Between neurons, through Synapse, Information is carried by biochemical substances called neurotransmitters.

 Neurotransmitters play an important role role in our mental health.

    Acetylcholine – involved in voluntary movement, learning, memory, and sleep; Too much acetylcholine is associated with depression, and too little in the hippocampus has been associated with dementia.

    Dopamine – correlated with movement, attention, and learning; Too much dopamine has been associated with schizophrenia, and too little is associated with some forms of depression as well as the muscular rigidity and tremors found in Parkinson’s disease.

    Norepinephrine – associated with eating, alertness; Too little norepinephrine has been associated with depression, while an excess has been associated with schizophrenia.

    Epinephrine – involved in energy, and glucose metabolism;  Too little epinephrine has been associated with depression.

    Serotonin – plays a role in mood, sleep, appetite, and impulsive and aggressive behaviour; Too little serotonin is associated with depression and some anxiety disorders, especially obsessive-compulsive disorder. Some antidepressant medications increase the availability of serotonin at the receptor sites.

 Gamma-Amino Butyric Acid) – inhibits excitation and anxiety;  Too little GABA is associated with anxiety and anxiety disorders. Some antianxiety medication increases GABA at the receptor sites.

 Endorphins – involved in pain relief and feelings of pleasure and contentedness;

 

The Brain and Nervous System

The Central Nervous System consists of the brain and the spinal cord. The Cerebral Cortex, which is involved in a variety of higher cognitive, emotional, sensory, and motor functions is more developed in humans than any other animal.

 

Hypothalamus – controls the autonomic nervous system, and therefore maintains the body’s homeostasis, which we will discuss later (controls body temperature, metabolism, and appetite. Translates extreme emotions into physical responses.

Limbic System – emotional expression, particularly the emotional component of behavior, memory, and motivation.

Amygdala – attaches emotional significance to information and mediates both defensive and aggressive behaviour.

Hippocampus – involved more in memory, and the transfer of information from short-term to long-term memory

 

Autonomic Nervous System, regulates primarily involuntary activity such as heart rate, breathing, blood pressure, and digestion.  Although these activities are considered involuntary, they can be altered either through specific events or through changing our perceptions about a specific experience. 

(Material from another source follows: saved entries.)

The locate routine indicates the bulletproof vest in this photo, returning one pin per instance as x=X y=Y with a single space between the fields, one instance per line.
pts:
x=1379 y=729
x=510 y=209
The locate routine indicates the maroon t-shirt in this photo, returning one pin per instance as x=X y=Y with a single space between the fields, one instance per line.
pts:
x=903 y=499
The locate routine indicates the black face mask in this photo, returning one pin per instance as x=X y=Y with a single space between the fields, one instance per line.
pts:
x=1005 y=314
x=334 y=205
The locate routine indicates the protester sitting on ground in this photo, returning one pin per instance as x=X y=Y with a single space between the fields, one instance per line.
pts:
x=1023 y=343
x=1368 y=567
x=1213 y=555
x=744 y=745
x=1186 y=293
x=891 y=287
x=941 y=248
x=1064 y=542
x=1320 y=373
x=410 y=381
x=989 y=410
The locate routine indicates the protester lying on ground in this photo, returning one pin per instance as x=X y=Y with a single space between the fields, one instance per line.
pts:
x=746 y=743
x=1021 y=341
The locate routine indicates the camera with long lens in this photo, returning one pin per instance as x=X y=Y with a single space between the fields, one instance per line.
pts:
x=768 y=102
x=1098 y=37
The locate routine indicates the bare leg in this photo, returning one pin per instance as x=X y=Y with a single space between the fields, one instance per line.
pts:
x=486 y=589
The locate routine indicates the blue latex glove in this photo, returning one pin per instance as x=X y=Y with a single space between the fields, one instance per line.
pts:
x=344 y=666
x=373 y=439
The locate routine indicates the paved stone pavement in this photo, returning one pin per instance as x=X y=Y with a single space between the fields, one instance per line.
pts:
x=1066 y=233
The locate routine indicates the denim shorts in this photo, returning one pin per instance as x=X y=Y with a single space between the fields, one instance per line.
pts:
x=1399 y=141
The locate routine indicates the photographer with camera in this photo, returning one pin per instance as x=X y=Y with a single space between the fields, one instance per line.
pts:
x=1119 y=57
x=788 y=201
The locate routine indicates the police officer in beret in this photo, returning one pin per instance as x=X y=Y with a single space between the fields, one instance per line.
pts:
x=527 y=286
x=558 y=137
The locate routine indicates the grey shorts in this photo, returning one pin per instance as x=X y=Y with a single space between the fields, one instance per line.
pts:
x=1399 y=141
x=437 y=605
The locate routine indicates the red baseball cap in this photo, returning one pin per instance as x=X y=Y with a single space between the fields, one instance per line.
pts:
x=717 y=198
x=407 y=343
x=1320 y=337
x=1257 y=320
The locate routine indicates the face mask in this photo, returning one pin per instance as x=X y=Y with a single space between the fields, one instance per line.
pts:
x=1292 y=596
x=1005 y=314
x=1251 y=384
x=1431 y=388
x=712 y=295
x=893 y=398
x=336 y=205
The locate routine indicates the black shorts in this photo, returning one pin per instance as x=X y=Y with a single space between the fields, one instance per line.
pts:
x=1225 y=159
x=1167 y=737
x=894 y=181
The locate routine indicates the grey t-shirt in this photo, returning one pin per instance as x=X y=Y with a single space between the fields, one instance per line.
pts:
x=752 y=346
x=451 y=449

The Sympathetic Nervous System controls what has been called the "Fight or Flight" phenomenon because of its control over the necessary bodily changes needed when we are faced with a situation where we may need to defend ourselves or escape.

 

What follows up here, is that our values, beliefs, culture, our attitude, personality, our relationship with others and the  way we use our all gained  knowledge has an greater impact upon our ability to make a balance between our mind and body. Finding a way to self- regulate , in a whole person approach, to live in varying contexts, we need to integrate our psychological, physiological, social and spiritual/religious spheres, in a manner which can consistently change with ever changing environments.

 

 

Dr Gamini Senanayake

Psychologist, NLP & CBT Practitioner, United Kingdom.